Philosophies. Time was Sham’d wondered if that was what he wanted in his life, to surrender to a philosophy, hunt it implacably. But as he learnt more about the moletrains, it turned out they raised in him a queasiness, philosophies. A sort of nervous irritation. I might have known, he thought.

SHAM WAS RARELY TEMPTED to do anything at night but sleep. But after that conversation, he was too jittery to surrender to his dull dreams. He sat, so far as the bed-cubby would allow. Listened to the grind & snort of wind & metal of the resting moletrain. Thought things through. At last got up.

He crept shivering through the cabin & its sleepers. Not easy in a space so intricate & equipment-cramped. Every step a negotiation of bundled rope & rags, clattery iron, tin tools, the tchotchkes by which sentimental trainsfolk made rolling stock homely. From low ceilings dangled all sorts of things on which a head could bash. But days at rail had changed him. Sham was no longer a landlubber.

Up. Night-shifts moved on other roofdecks, but Sham kept low. Into the middle of the huge cold railsea dark where nightlights swung in line, each queried by its own loyal moths. There were glints on iron lines alongside, racing shadows on the ties. Sham saw no stars.

He wanted to make a way along the traintop, to the ropeladder, to the crow’s nest. Then he wanted to make a rude gesture towards where Vurinam slept & climb into the wind, to the platform where whichever poor soul on duty crouched by a two-bar heater & stared towards the unseen horizon.

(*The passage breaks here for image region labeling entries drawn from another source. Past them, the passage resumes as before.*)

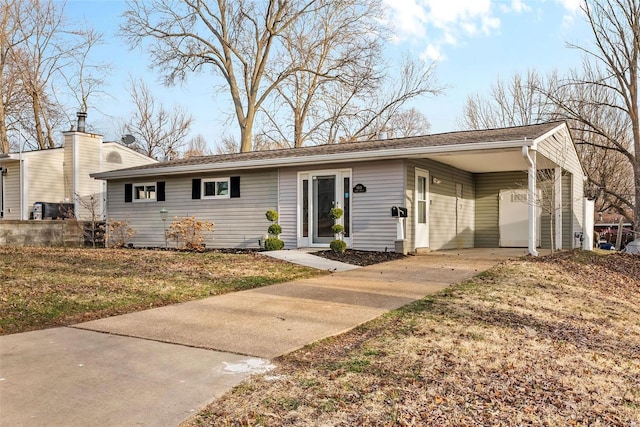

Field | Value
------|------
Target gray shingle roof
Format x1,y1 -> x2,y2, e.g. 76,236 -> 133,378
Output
97,122 -> 563,177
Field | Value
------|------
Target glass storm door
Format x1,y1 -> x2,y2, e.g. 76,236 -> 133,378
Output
415,168 -> 429,248
312,175 -> 336,243
297,169 -> 351,248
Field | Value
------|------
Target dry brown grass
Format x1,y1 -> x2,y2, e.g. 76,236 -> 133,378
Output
0,247 -> 323,334
186,253 -> 640,426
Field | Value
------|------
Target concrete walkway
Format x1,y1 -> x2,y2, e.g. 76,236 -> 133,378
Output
0,250 -> 521,426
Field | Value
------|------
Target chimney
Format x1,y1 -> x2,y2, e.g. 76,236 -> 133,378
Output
76,111 -> 87,133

Only the maddest captain would hunt, switch rail-to-rail, at night. The lookout was watching for lights, which might be other hunters, might at worst be pirates—or just very possibly might be current-running salvage. That, Sham told himself, was what he wanted to see.

Not merely—merely!—to spot one of the looming loops of concrete-scabbed girders or a broken black dome or rubbish or plaster-glass-&-circuitry artefacts that broke the railsea. But to find one powered, running by whatever occult source ran the rarest salvage. Emitting sound or light, obeying forgotten plans. He wanted that, not some captain’s stupid philosophy.

Sham looked at the dangling ladder. Swore. As if it weren’t too cold & he too scared. & if he did get up there & see anything, nothing would happen. Captain Naphi would mark it on a chart, to pass to others. The Medes would keep hunting moles.

I’d rather find nothing, Sham thought, as sulkily as a child. He crept his freezing way back to bed, refusing to feel ashamed of himself.

THE NEXT DAY when a lookout announcement made Sham’s heart surge, it wasn’t the call for a moldywarpe, but it wasn’t really salvage either. It was something he hadn’t even considered.

FIVE

THERE ARE TWO LAYERS TO THE SKY, & FOUR LAYERS to the world. No secrets there. Sham knew that, this book knows that, & you know that, too.